Not the problem, but the term. It’s old hat, outdated and far too “vanilla” to paint the true picture of the critical state of planet Earth’s current and future climate. (Click here for a one minute podcast from NC Policy watch on this topic.)

While the fossil fuel industrial complex continues to sew seeds of doubt, denial and inaction, those whose future is most at stake, the world’s youth, are taking to the streets and sounding the alarm, “This is a crisis. Our house is on fire! Do something about it.”

In response to Global Warming and the inaction of world leaders to its calamitous consequences, youth are themselves turning up the heat and demanding systemic solutions. The tiny flame of an improbable global movement was lit quietly one Friday in August 2018 when a 15 year old Swedish student skipped school to plant herself in front of the Swedish Parliament building with some fliers and a sign reading: School Strike for Climate. Greta Thunberg’s lone strike continued every Friday for weeks and months until it sparked an unprecedented response from young people around the world.

An ill wind of governmental inaction to a life threatening climate crisis has fanned a youth-led movement that will ignite the largest climate centered demonstration in history with the Global Climate Strike on September 20, 2019. The word’s youth have sent out the memo to the world’s adults. Stop whatever else you may be doing as part of your mundane daily routine and join us in this global strike for climate justice and action.

Within the United States at the time of this post over 700 events are planned with thousands scheduled around the world in 117 countries. In North Carolina’s capital city of Raleigh, a major rally will take place from 12:30-2:30 at the Halifax Mall behind the legislative building on Jones Street. Here in Pittsboro, NC a rally is schedule for 5:00 p.m. at the historic Courthouse circle with sign painting beginning at 4:00 p.m.

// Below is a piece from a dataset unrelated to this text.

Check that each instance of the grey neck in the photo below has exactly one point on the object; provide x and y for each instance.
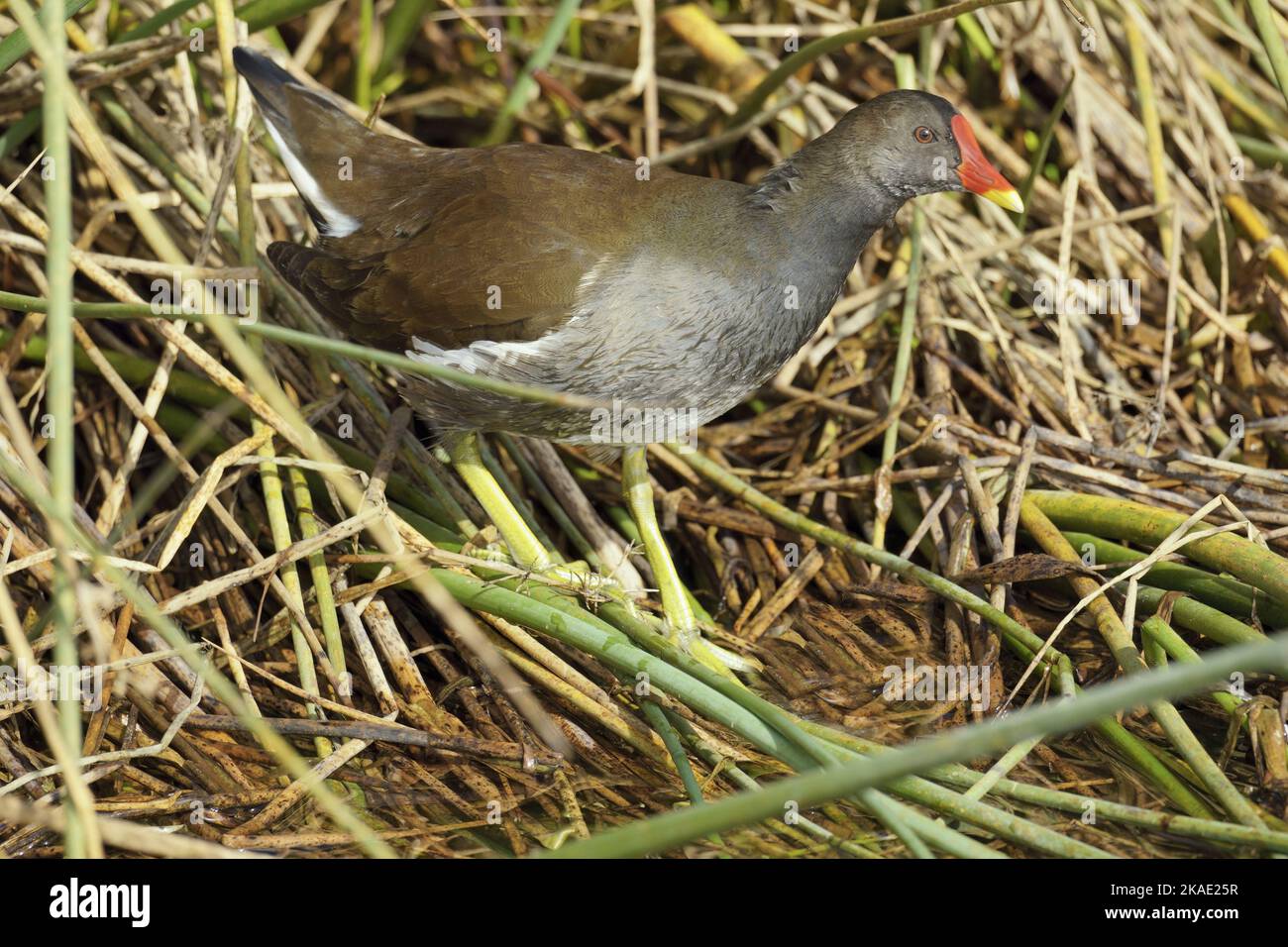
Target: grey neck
(827, 208)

The September 20 Global Climate Strike is meant to be a “visual aid” in youth’s attempt to teach us all about the fierce urgency of this moment in time. It is a “power point” presentation urging humanity to make the radical choices and take the drastic actions needed to reverse our “business as usual” course on the road to climate chaos over the critical next decade. It is a “milestone” along a new trajectory that demands fundamental change in the moral fiber of the human family that has produced the climate crisis that threatens to end life as we have known it.

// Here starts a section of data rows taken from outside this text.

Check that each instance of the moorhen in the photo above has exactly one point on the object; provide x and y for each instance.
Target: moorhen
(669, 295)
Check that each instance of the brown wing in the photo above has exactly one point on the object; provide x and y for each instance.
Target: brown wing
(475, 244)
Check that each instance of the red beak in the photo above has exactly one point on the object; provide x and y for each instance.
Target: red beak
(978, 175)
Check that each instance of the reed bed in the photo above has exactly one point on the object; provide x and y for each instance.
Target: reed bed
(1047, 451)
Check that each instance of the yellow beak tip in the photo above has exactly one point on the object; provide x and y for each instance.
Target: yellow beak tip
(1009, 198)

In the US, youth organizers from Earth Guardians, Earth Uprising, Extinction Rebellion Youth US, Fridays For Future, International Indigenous Youth Council, Sunrise, US Youth Climate Strike, and Zero Hour have created the following list of consensus-based demands.

We Demand:

  • A Green New Deal

    • Transform our economy to 100% clean, renewable energy by 2030 and phase out all fossil fuel extraction through a just and equitable transition, creating millions of good jobs

    • A halt to all leasing and permitting for fossil fuel extraction, processing and infrastructure projects immediately

  • Respect of Indigenous lands and sovereignty

    • Honor the treaties protecting Indigenous lands, waters, and sovereignty by the immediate halt of all construction, leasing, and permitting for resource extraction, processing and infrastructure projects affecting or on Indigenous lands

    • Recognize the Rights of Nature into law to protect our sacred ecosystems and align human law with natural law to ban resource extraction in defense of our environment and people

  • Environmental justice.

    • A transition that invests in prosperity for communities on the frontlines of poverty and pollution

    • Welcoming those displaced by the cumulative effects of the climate crisis, economic inequality, violence, and lack of opportunity

  • Protection and restoration of biodiversity.

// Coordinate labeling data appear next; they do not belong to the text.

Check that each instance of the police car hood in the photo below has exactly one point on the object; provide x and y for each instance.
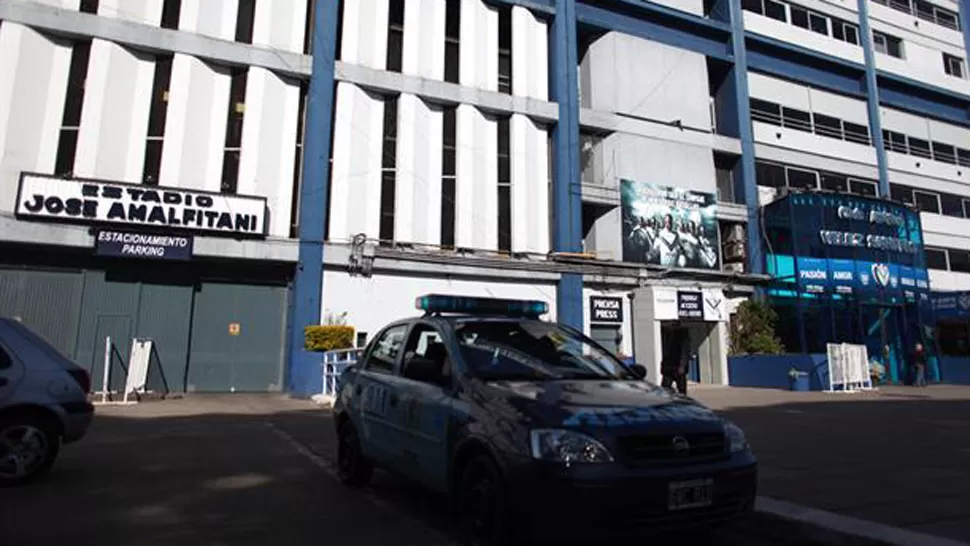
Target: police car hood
(593, 403)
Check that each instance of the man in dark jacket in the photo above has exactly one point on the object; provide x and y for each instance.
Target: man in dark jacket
(673, 366)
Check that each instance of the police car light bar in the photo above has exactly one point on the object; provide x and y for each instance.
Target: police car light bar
(437, 303)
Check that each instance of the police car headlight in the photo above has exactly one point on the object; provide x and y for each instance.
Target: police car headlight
(735, 437)
(567, 446)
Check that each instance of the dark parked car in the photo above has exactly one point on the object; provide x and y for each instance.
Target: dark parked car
(43, 403)
(524, 421)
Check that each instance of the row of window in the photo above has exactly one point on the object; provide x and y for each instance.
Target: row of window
(448, 177)
(155, 137)
(845, 31)
(948, 259)
(926, 11)
(934, 202)
(776, 175)
(919, 147)
(820, 124)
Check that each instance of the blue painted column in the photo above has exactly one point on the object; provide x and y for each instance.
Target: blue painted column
(872, 97)
(567, 213)
(303, 370)
(745, 179)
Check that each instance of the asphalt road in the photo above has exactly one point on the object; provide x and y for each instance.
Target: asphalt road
(244, 471)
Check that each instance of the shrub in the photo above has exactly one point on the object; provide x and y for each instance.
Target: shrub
(753, 330)
(328, 337)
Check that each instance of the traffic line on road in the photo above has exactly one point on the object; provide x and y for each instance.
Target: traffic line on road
(330, 469)
(846, 525)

    • Protection and restoration of 50% of the world’s lands and oceans including a halt to all deforestation by 2030

  • Implementation of sustainable agriculture.

    • Investment in farmers and regenerative agriculture and an end to subsidies for industrial agriculture

In the words of Katie Eder, a 19-year-old climate justice activist, and the executive director of Future Coalition: “We know what we’re asking for goes beyond the scope of what’s been achieved so far, but that’s precisely why we’re demanding it. We have just 11 years left to cut global emissions in half, and to do that, we need to work together to make these demands a reality.”

The bottom line: Stop talking about Climate Change. Start acting on Climate Crisis! Now!